Less than a year after Facebook went public the backlash is in full force. That doesn’t mean social is going away. For the business world, it’s just getting started. Of course there’s a huge difference between consumers using public social sites and companies intent on using the power of social to collaborate better with employees and partners. The operative word here is intent. I recently caught up with Sameer Patel, General Manager of SAP Enterprise Social Software, who told me why companies aren’t lining up to become social enterprises. Here’s an excerpt from our conversation. The entire interview can be found here.

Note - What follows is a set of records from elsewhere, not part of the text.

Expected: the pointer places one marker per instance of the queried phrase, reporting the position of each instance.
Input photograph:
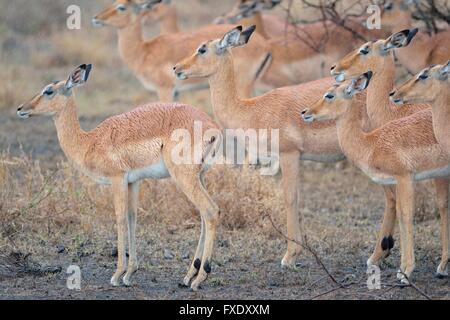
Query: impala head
(208, 58)
(54, 97)
(371, 55)
(246, 9)
(123, 13)
(336, 101)
(423, 87)
(396, 12)
(159, 11)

“The Facebook concept works in the public forum because there is intent behind each post. In the business world you need intent, but it comes from business process applications, data and analytics, content and documents, and connecting people. Social has to be considered a means to a defined, productive business end. Social has to show up when and where I need it most. It has to make a difference. It can’t be in siloes, and has to be seamless across all applications. That’s what make social relevant to the core business problems the company is trying to solve.”
Essentially, SAP has turned social on its head. That’s because activities like new hire onboarding, invoice approvals, budgeting, callcenters, and sales require a different approach. Islands of collaboration don’t cut it. Social software has to provide capabilities directly connected to the processes people use. Or they simply won’t use it.
That’s emphatically NOT the case with SAP’s social solutions. SAP Jam is a great example of translating the value of social to the business environment. This collaborative platform is integrated with SAP applications, targeting areas where collaboration adds the most value: CRM on-premise and on-demand, learning management, and finance on-demand.
Sameer tells me that SAP has already sold 2 million seats of its learning management solution. SAP JAM is integrated with SuccessFactors Learning, as part of the BizX Suite. Directly from the learning application, employees can create, share, and find all kinds of content, including videos, from the experts they need to do their jobs, even on their mobile devices.
It only makes sense. Human Resources doesn’t need a social business objective. They have to find and onboard top talent fast. Sales doesn’t want to become a social enterprise. They want to make their numbers. The list goes on and the lesson is clear. Social has to be embedded in the business applications people rely on daily. That requires deep domain and industry process expertise on top of an integrated platform that includes collaboration. It’s not about the social enterprise. This is about the serious fun of running a successful business.